Addressing the seminar, deputy minister of Construction Nguyen Thanh Nghi and UK ambassador to Vietnam Antony Stokes agreed on the need to create and maintain a sustainable built environment for now and the future. Nghi said this is one of the Millennium Development Goals (MDGs) and the Government of Vietnam has approved an action plan to prevent construction projects from causing environmental problems and posing challenges for the country.
Angela Brady, the UK’s Royal Institute of British Architects (RIBA) said she is willing to share experience in research and cooperation with Vietnam in sustainable construction work.
The event was co-organised by British Council Vietnam, UK Trade Investment (UKTI) and National University of Civil Engineering.
HCM City plans expansion to coast
A master plan has been drawn to expand HCM City to its coastal area with calls for construction of a dyke system, river transport system, seaports and roads.
As part of the plan, the city has invested in the Hiep Phuoc Port Urban in Nha Be District with an area of 4,000 hectares.
Dao Anh Kiet, director of the municipal Natural Resource and Environment Department, said this plan would allow the city to widen spaces for urban development and permit more big ships to dock in the city.
However, there could be problems, especially with the dyke systems, which may make flooding worse, according to Kiet.
Assistant professor and Dr. Ho Phi Long, director of the National University – HCM City’s Water Centre and Climate Change, said that he was concerned about financial limits, poor technology, the legal system and the public’s lack of awareness of climate change issues.
The city’s strategy to move toward the sea focuses on only seaports while the goal includes many other factors, he noted.
“What is the best economic model for moving toward the sea?” said Nguyen Dinh Hung, deputy director of the municipal Planning and Architecture Department.
Assistant Professor Nguyen Trong Hoa, head of the city’s Research and Development Institute, said the master plan must ensure green space, flood drainage and sunken areas that would collect water and help reduce flooding downtown.
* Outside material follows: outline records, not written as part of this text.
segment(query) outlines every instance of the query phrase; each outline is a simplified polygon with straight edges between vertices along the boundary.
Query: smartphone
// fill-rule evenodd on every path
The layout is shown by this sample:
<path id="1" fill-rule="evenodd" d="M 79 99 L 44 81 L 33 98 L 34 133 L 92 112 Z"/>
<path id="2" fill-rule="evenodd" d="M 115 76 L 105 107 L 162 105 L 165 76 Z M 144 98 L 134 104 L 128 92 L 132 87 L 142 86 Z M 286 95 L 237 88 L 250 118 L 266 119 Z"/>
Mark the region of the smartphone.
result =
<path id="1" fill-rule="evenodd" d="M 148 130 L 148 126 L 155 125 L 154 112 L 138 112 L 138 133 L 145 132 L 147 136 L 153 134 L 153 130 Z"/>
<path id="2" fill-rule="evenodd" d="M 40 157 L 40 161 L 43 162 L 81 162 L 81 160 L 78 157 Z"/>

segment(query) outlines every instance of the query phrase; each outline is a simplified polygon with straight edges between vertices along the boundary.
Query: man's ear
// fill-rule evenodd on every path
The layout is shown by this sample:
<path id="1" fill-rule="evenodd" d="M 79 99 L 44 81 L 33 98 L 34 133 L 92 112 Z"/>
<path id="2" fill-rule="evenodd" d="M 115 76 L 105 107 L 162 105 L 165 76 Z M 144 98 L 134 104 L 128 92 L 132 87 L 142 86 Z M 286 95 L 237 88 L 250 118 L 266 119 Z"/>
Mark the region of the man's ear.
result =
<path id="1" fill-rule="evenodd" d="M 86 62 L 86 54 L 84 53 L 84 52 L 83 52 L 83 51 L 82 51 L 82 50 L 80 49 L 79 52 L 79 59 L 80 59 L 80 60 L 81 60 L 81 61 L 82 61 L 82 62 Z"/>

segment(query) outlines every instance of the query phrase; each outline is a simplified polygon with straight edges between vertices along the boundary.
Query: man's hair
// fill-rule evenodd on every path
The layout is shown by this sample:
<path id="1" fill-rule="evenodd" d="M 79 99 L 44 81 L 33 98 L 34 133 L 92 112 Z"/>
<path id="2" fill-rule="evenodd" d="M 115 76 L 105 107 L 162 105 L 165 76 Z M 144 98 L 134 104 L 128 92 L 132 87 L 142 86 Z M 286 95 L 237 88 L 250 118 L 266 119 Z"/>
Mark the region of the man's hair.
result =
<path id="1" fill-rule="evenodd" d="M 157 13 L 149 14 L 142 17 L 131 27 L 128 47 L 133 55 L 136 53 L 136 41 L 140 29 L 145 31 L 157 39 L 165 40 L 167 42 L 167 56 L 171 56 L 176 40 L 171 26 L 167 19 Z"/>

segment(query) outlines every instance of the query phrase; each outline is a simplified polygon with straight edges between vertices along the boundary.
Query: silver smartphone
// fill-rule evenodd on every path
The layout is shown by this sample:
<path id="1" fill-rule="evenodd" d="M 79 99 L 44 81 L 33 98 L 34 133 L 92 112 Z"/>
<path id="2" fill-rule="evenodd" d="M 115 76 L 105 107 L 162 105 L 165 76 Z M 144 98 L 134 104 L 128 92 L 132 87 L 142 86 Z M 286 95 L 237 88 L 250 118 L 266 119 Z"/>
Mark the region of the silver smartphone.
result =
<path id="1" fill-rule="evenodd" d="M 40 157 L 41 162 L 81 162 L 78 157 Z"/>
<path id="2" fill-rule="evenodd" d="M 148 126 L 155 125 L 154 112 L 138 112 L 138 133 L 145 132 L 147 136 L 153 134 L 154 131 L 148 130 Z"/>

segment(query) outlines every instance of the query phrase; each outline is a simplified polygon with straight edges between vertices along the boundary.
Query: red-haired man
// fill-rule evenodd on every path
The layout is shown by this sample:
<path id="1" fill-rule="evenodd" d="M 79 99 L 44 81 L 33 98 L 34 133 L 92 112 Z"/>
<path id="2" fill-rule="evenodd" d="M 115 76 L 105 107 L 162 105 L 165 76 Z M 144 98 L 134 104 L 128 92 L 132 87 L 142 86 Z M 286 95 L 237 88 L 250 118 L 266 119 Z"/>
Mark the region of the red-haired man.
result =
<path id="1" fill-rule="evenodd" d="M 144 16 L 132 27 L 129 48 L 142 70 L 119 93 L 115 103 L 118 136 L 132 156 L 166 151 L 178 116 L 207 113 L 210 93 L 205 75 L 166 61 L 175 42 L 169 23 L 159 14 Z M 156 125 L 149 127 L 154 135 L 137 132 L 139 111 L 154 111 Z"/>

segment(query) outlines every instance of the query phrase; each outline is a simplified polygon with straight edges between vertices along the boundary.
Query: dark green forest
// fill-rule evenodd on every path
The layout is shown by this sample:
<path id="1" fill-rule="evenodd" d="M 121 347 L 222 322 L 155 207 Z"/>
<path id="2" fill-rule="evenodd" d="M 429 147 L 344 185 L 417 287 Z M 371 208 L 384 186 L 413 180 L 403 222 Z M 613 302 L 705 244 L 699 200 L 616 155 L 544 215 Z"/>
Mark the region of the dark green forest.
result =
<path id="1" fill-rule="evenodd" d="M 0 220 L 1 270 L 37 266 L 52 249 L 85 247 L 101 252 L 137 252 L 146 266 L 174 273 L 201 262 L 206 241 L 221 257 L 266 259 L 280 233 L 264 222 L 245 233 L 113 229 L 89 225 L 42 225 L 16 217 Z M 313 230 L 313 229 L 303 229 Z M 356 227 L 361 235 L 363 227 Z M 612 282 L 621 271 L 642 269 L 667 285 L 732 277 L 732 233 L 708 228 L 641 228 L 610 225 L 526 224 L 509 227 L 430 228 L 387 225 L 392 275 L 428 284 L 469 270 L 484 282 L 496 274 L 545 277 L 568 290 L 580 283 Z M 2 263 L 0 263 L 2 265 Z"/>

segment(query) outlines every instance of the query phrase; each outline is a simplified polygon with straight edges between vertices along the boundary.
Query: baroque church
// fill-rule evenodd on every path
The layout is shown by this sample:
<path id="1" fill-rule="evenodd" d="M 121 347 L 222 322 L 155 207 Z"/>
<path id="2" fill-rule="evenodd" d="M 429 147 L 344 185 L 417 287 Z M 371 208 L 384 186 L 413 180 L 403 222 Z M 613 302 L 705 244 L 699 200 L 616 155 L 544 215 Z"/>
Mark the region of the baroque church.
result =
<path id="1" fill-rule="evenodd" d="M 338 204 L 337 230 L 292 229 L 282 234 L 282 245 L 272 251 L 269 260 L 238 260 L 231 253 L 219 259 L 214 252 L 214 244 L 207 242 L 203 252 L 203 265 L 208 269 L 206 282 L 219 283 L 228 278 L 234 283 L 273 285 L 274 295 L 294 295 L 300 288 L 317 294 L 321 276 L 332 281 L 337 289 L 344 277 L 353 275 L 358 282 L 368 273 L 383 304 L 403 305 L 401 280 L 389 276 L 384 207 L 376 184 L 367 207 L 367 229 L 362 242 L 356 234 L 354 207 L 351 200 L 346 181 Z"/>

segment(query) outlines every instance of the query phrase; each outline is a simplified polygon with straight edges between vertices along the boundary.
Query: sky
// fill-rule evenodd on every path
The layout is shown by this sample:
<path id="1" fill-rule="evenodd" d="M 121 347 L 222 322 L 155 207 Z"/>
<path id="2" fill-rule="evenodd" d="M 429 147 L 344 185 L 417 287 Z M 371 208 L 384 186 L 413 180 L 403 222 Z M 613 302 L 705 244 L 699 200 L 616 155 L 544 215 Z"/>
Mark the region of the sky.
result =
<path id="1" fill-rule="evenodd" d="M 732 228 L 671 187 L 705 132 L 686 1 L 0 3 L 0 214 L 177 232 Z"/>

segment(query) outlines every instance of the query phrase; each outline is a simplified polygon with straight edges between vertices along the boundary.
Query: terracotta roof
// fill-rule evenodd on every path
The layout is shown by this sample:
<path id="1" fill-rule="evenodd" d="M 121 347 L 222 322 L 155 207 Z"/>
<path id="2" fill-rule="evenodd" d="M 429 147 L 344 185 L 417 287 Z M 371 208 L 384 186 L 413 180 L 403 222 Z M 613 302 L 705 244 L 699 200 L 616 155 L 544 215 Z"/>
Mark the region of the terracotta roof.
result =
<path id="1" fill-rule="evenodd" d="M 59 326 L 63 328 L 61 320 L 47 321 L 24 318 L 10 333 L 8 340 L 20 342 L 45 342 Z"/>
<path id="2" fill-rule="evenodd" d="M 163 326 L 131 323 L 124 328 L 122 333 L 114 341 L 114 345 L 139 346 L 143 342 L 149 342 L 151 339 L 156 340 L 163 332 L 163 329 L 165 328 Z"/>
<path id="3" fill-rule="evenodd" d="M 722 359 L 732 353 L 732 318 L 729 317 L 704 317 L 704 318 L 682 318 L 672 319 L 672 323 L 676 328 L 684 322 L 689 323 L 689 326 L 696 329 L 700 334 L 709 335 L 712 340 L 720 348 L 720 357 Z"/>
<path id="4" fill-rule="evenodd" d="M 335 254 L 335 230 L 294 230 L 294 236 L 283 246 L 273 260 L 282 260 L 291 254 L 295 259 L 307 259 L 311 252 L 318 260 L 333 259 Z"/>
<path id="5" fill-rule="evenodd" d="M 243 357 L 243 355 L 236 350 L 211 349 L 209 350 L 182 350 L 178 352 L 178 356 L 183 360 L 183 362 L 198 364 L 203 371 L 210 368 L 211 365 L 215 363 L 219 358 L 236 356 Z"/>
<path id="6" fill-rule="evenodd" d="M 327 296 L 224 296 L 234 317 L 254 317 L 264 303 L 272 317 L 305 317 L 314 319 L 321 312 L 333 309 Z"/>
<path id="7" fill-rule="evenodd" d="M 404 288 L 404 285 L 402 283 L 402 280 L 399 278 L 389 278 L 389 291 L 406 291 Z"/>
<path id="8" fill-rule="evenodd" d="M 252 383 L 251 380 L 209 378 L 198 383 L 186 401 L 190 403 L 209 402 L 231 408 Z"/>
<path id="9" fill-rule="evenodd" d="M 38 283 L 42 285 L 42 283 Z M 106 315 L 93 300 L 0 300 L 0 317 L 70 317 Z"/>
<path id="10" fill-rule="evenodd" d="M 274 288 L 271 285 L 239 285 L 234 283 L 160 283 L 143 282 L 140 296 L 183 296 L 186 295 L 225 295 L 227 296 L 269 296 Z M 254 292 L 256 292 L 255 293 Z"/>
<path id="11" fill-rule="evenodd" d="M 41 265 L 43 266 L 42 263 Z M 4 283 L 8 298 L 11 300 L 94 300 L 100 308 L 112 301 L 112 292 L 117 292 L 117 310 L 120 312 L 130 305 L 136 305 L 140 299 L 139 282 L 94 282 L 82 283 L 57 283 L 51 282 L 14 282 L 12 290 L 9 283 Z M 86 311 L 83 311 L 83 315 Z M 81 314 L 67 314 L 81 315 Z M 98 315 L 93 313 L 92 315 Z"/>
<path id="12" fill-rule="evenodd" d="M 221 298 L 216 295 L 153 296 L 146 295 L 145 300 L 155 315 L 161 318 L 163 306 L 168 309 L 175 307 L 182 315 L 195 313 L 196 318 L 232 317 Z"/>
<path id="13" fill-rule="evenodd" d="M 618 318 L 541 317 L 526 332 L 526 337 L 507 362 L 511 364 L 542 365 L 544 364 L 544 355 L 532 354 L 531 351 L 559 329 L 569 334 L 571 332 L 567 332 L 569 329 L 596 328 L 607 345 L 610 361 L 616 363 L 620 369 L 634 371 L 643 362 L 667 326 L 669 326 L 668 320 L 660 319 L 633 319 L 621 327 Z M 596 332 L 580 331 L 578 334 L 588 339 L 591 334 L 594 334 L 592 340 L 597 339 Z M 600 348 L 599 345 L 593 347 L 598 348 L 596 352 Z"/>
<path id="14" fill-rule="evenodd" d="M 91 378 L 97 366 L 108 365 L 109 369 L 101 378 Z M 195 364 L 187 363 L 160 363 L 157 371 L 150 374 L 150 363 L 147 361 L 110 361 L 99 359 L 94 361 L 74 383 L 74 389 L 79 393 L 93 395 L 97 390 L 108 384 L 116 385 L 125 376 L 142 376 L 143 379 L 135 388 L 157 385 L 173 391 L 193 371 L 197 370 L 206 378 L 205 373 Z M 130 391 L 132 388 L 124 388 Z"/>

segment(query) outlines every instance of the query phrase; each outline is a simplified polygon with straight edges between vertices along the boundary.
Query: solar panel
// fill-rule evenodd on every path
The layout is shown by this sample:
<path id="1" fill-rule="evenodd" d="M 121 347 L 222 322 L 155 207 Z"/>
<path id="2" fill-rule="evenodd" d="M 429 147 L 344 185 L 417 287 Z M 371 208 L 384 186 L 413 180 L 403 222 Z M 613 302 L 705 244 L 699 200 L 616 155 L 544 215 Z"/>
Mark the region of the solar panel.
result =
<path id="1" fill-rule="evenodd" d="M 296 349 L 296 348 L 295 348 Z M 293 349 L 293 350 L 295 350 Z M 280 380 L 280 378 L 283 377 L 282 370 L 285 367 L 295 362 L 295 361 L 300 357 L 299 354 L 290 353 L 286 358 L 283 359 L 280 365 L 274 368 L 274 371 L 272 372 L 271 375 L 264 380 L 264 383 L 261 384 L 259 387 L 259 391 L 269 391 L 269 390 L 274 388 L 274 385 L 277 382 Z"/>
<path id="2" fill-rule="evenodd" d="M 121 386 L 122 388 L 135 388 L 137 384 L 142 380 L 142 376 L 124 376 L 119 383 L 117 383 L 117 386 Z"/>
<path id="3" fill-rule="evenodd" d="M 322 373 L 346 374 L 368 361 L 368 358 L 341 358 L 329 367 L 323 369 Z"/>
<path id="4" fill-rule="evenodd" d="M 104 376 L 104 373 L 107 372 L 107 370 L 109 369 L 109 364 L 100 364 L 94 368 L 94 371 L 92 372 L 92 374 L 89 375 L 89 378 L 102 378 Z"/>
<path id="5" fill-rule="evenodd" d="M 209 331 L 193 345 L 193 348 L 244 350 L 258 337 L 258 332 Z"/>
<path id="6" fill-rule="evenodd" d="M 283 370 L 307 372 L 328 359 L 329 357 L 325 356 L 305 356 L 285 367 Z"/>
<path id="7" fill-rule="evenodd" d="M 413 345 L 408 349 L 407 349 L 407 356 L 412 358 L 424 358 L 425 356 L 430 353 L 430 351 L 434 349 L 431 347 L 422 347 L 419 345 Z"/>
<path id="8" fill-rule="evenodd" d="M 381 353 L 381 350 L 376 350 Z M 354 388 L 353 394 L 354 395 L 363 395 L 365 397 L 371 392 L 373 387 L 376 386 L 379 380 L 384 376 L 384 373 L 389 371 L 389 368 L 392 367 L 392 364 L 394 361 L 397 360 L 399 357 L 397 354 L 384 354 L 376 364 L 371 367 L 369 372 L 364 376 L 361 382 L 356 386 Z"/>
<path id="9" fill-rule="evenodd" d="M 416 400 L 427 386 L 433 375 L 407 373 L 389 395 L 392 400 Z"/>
Kiet said the city would pay attention to six main development trends related to land and water conditions. It would build water preservation areas, reduce saline invasion, and define and protect weak areas as well as protect land around rivers.
HCM City has many similarities to Rotterdam in Holland, according to Enrico Moens, head of a Holland partner consultancy team.
“Many years ago Rotterdam had to move its seaport system from the mainland to the sea to further develop its economy,” he said recently at a conference held in the city on climate change.